We have also concluded that our specificity rates could be improved by further training our ultrasound technicians and evaluating later incomplete studies with our radiologists. As we exceeded our estimated sample size goal of 50 patients with a sample size of N = 88, it is quite likely that these results accurately represent the pediatric ultrasound for acute appendicitis patterns at similar community-based health systems.

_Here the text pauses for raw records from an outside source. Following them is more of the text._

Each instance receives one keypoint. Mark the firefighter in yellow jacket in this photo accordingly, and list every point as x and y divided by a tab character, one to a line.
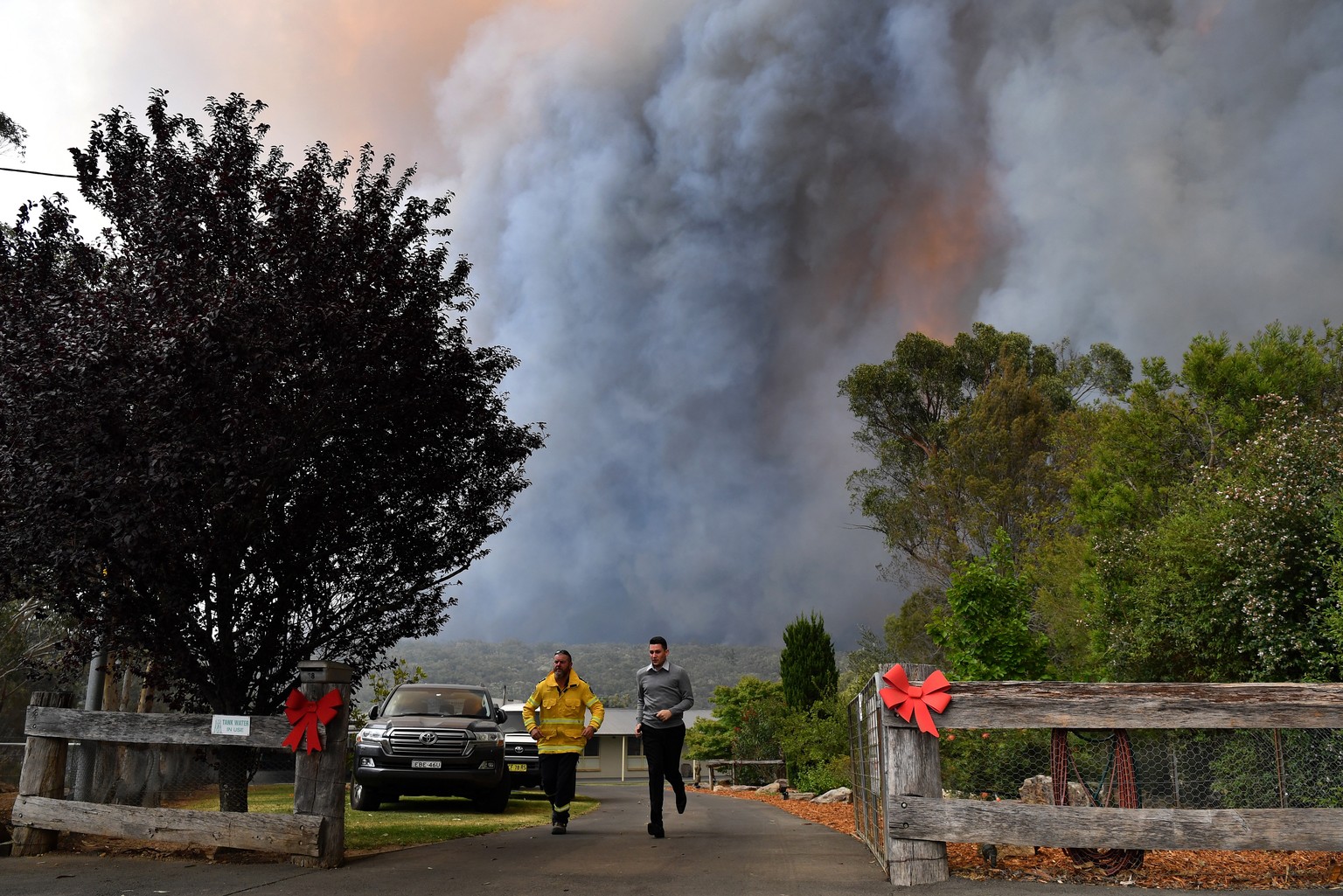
553	715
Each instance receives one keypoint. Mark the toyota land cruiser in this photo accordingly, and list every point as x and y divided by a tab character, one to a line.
431	740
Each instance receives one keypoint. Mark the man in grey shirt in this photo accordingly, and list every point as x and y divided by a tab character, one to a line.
663	696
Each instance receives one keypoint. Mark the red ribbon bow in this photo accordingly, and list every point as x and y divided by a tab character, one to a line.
916	701
305	713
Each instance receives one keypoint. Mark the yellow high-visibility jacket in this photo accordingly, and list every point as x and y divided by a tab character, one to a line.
559	713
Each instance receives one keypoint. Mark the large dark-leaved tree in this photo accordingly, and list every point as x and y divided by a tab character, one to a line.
246	426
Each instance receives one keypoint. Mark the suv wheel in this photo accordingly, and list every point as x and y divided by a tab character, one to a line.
363	798
495	800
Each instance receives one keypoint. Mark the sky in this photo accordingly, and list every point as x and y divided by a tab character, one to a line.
691	219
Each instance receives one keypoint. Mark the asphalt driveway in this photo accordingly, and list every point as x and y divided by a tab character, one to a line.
719	846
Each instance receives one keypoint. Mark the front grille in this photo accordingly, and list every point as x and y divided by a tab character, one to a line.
411	743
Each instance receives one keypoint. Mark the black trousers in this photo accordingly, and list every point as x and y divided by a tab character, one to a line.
559	778
663	751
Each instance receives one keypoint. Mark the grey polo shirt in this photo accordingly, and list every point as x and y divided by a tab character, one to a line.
665	688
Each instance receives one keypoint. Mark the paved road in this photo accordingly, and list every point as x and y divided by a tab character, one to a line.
720	846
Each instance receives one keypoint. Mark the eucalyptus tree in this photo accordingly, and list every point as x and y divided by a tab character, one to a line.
246	426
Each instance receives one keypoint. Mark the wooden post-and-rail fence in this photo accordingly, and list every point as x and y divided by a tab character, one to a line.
313	836
920	823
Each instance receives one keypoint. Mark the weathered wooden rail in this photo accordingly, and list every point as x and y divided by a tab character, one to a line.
313	836
920	821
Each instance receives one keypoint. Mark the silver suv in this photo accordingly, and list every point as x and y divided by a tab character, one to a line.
431	740
524	763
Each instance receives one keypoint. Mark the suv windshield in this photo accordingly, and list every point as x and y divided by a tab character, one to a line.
415	701
515	723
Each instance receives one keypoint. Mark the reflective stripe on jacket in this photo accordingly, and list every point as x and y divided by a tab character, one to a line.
559	713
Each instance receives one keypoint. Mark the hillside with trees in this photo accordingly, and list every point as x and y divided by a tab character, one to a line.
511	668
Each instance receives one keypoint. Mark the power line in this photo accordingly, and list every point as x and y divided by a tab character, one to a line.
29	170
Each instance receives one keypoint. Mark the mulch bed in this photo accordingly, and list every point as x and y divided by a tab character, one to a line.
1160	870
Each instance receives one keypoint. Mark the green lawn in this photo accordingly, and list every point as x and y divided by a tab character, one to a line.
411	821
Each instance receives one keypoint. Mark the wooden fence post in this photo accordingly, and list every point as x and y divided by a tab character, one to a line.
320	776
43	775
914	768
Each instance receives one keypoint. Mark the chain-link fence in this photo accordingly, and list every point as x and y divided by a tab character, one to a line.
150	774
1174	768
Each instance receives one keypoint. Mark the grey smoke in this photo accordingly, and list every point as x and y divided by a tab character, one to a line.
691	219
691	226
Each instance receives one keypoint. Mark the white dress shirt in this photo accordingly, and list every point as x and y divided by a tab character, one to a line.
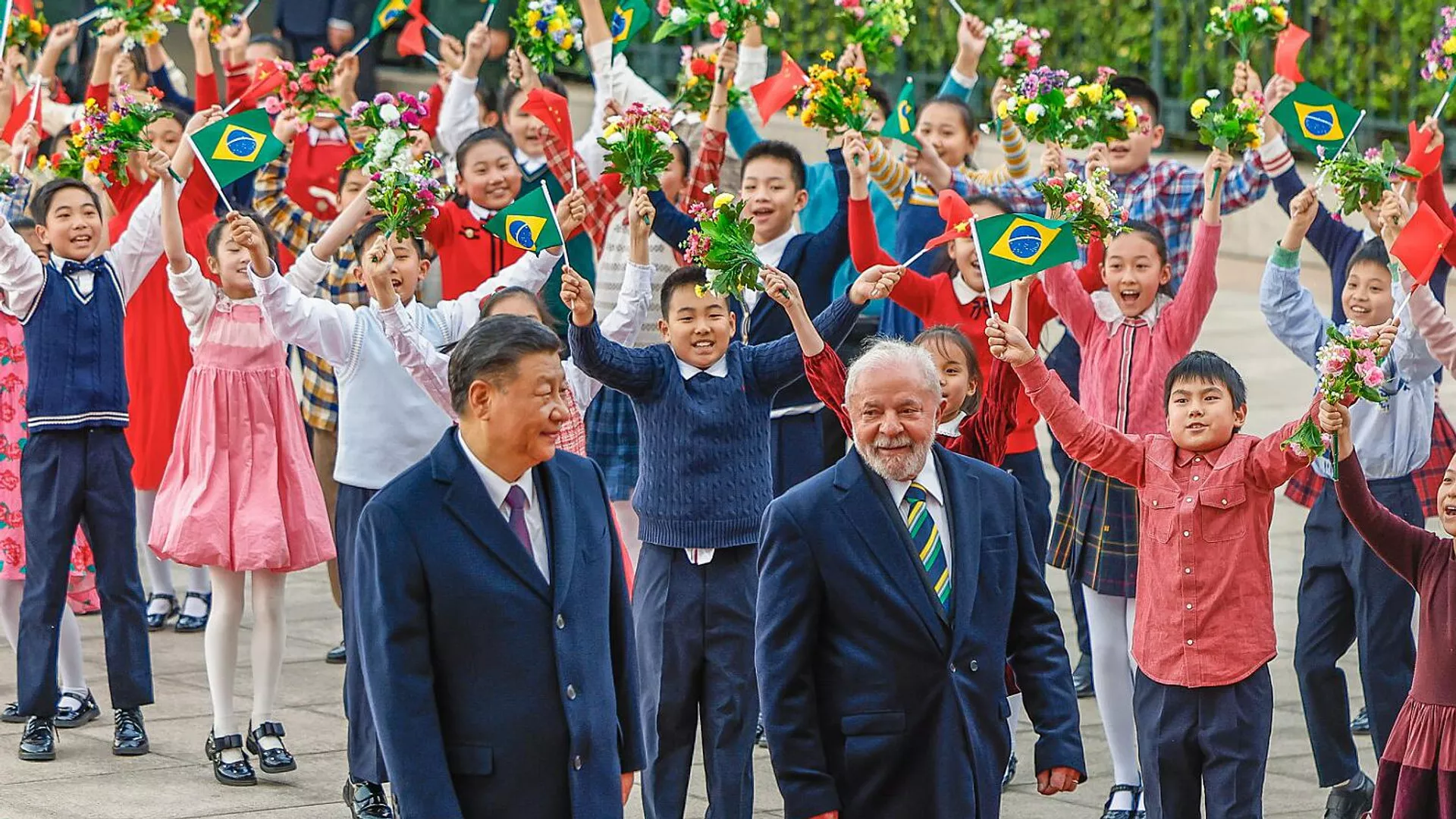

In many settings, it may be beneficial to have collaborative training sessions involving hospital’s sonographers, radiologists, ultrasound-trained physicians, and visiting pediatric trained/experienced sonographers. Ideally, improving ultrasonography work-up patterns for pediatric patients could potentially reduce unnecessary radiation exposure risks and medical costs related to follow up CT imaging. Further larger-scale studies are also required to evaluate the impact of ultrasonography training sessions for pediatric acute appendicitis protocols at similar community-based hospitals.
NOTE: The review of this paper was coordinated by SMRJ Chief Editor William Corser
Conflict of Interest
The authors declare no conflict of interest.
Funding
The authors report no external funding source for this study.